7. Install a 3 A fused jumper wire between the control circuit terminals 1 X1 and 2 X1 (Stage 1) or terminals 1 X2 and 2 X2 (Stage 2).
8. Vehicle in Service Mode, verify the scan tool Deployment Loop Resistance parameter is consistently less than 2 Ω while turning the steering wheel 360 degrees in one direction then back 360 degrees in the other direction.

⇒	If the reading is erratic while turning the steering wheel

Replace the X85 driver steering wheel airbag coil.

⇒	If 2 Ω or greater

8.1.	Vehicle OFF, disconnect the harness connector X1 at the K36 SDM.

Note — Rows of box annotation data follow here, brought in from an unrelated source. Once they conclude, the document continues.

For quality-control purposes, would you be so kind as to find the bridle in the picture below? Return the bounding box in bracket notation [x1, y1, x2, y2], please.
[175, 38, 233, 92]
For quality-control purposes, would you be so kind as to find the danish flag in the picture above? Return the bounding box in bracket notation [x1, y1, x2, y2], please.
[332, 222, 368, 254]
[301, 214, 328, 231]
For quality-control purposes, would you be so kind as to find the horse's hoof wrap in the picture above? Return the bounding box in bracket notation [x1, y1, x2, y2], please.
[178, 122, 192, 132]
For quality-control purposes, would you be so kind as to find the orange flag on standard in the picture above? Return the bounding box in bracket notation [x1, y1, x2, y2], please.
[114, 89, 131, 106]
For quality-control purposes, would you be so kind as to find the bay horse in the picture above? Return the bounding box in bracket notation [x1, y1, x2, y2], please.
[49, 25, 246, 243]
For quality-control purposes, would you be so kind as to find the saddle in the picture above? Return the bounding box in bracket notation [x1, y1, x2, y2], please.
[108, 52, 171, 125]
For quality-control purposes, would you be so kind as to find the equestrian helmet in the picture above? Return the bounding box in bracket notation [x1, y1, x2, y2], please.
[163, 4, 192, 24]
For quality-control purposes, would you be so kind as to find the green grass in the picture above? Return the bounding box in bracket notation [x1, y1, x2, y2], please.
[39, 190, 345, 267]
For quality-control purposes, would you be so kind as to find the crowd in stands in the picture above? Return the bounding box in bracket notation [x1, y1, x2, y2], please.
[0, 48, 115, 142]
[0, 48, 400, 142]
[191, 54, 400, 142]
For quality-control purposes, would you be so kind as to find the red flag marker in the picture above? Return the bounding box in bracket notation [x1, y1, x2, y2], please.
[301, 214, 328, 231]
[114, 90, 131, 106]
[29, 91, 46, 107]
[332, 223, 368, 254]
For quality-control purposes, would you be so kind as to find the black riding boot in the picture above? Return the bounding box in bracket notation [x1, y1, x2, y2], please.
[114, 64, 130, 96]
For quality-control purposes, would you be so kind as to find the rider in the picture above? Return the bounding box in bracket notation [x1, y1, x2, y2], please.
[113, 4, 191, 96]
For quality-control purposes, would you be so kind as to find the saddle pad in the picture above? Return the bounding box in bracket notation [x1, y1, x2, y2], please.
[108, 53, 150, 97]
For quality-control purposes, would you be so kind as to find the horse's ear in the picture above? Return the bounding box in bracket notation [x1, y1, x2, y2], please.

8.2.	Test for less than 2 Ω in the driver steering wheel airbag coil and each control circuit end to end.

⇒	If 2 Ω or greater, replace the coil or repair the open/high resistance in the circuit.

⇒	If less than 2 Ω, replace the K36 SDM.

⇓	If less than 2 Ω

9. Replace the F107 driver steering wheel air bag.

Perform the Diagnostic Repair Verification after completing the diagnostic procedure.